Date: Wed, 19 Sep 2001 04:13:44 -0400
To: Matthew Gaylor <freematt@coil.com>
From: Matthew Gaylor <freematt@coil.com>
Subject: CIA leads calls for repeal of ban on state-sanctioned
 assassinations
Content-Type: text/plain; charset="us-ascii" ; format="flowed"

CIA leads calls for repeal of ban on state-sanctioned assassinations <http://news.independent.co.uk/world/americas/story.jsp?story=94637>

By Rupert Cornwell 18 September 2001

The Central Intelligence Agency admitted yesterday that people with unsavoury backgrounds would be candidates for recruitment as pressure increased for the CIA to return to the assassination policy jettisoned more than two decades ago.

A CIA spokesman, Bill Harlow, said: "The CIA has never turned down a field request to recruit an asset in a terrorist organisation. Furthermore, the CIA does not avoid contact with individuals, regardless of their past, who may have information about terrorist activities."

Senior figures from President Bush and Vice-President Dick Cheney down (among them, Mr Bush's father and former President, George Bush, who is also a former director of the CIA) have complained that the agency's hands have been tied by restrictions imposed in the 1970s, fuelled by popular revulsion of its excesses under President Nixon. Among them are the ban on assassinations signed by President Ford in 1976, and subsequent expanding orders from Presidents Carter and Reagan.

The 1978 Foreign Intelligence Surveillance Act placed strict limits on the operations of the country's main electronic eavesdropping agency, the National Security Agency, within the US. All that, however, is now changing. Dennis Hastert, the Speaker, said yesterday: "We've got to give the President the power and the money to smoke these people out of the shadows." But any easing of restrictions will be opposed by civil rights groups.

The assassination ban is a presidential executive order, meaning that Mr Bush can reverse it without going through Congress, and thus enable the CIA to go after Osama bin Laden with the full authority to kill him or any other political figure held to have organised or sponsored terrorist attacks. Most of the other limits on CIA and FBI powers have been passed by Congress, meaning they can only be amended by new legislation. This is why the Justice Department, which is responsible for the FBI, has sent a package of proposals to Capitol Hill that would widen its powers to carry out wiretaps and detain foreigners.

But some experts say there is little evidence that the curbs were behind its failure to detect the plot in advance. "The FBI already has tremendous powers," said David Cole, a law professor at Georgetown Univers- ity here. The root problem is acknowledged to be a shortage of human intelligence, as opposed to the electronic variety on which the US spends billions.

Nor is the CIA barred by law from enlisting and paying unsavoury informants, who may well be terrorists themselves; such recruitment on the field merely has to be approved at a higher level back in Washington, and have a strong likelihood that the move will produce valuable results.

The real problem, many analysts say, is a tendency to "self-censorship" by the agency, after the controversy over its past operations, compounded by a plummeting of morale after the debacle of the Soviet super-mole Aldrich Ames, who was unmasked in 1994.

Now the CIA is the target of the finger-pointing. Within hours of the attacks, senior Republicans especially were complaining of an intelligence failure, and some are calling for the head of George Tenet, its director. Mr Tenet had been praised widely for quietly rebuilding the agency, but three major television networks have had to cancel flattering dramas on the agency. He seems safe, for now at least, after an explicit expression of support from the Vice-President Cheney.

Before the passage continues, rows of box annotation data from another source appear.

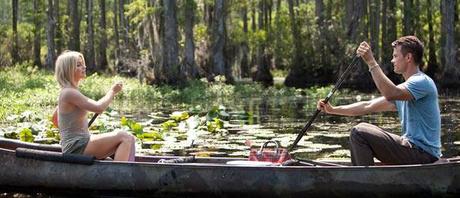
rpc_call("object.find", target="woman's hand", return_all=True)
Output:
[111,81,123,94]
[316,100,334,113]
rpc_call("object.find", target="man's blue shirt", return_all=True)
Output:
[395,72,441,158]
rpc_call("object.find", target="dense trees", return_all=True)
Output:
[0,0,460,89]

For the FBI, no less discredited than the CIA by the inability to provide warning of the attacks, the aftermath brings a chance of redemption. Until last week, under its new director Robert Mueller, the bureau was struggling to recover after its own espionage scandal, the uncovering of another Soviet and Russian mole, Robert Hanssen, at the heart of its counter-intelligence operations. Now, with 7,000 agents on the case, it has the chance to show that it can wrap up the terrorist cells that officials warn may still exist here, and help unravel the networks abroad.